Is Microsoft Teams Coming of Age? - hoskinator
https://medium.com/capgemini-dynamics-365-team/is-microsoft-teams-coming-of-age-b819a45f9759
======
DaiPlusPlus
From the article: this is why I can’t use MSTeams despite being an Office 365
subscriber:

> Another significant concern appears when organisations have more than 1 O365
> tenant, often due to the result of acquisitions and mergers, inheriting
> additional O365 tenants, and users from each original organisation still
> using different tenants. Teams requires the user to login to a single tenant
> and can work in that tenant only.

> Although it is possible to have the users guested into the other tenant, and
> then they can switch tenants within the Teams user interface, so that they
> can collaborate with users in the other organisation, this is far from ideal
> as the user must actively switch between tenants before they will receive
> any notifications from that tenant, and cannot collaborate in 2 teams from
> different tenants concurrently. Also switching tenants can easily take 15–20
> seconds to complete, so switching back and forth feels cumbersome too.

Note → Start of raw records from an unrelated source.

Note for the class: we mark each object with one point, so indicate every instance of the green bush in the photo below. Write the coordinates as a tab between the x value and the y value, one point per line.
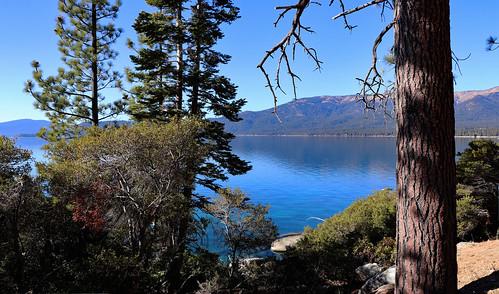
471	220
364	232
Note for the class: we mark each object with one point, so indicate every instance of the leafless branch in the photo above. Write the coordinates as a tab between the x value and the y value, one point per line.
293	39
457	61
373	83
358	8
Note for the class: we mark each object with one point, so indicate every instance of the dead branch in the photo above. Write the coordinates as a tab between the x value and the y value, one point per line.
293	39
373	85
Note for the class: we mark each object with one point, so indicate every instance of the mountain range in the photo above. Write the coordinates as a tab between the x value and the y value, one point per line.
477	113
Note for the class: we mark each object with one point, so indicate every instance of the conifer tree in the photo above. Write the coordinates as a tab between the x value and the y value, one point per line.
176	58
75	95
177	53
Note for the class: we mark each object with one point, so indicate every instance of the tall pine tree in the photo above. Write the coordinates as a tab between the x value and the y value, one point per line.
177	53
75	95
176	74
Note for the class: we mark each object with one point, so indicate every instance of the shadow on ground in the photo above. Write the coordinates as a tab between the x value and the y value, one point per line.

I’m a member of 5 different Slack tenants, 2 of which are free/open tenants
(think: open-source projects). While Slack isn’t ideal (switching tenants in
the desktop Electron app takes about 1-3 seconds) in Teams it will likely
never happen because it’s counter to the Office 365 business model (I don’t
want to be a “guest”, I want to be a first-class user in multiple tenants
simultaneously - I need it for my work!)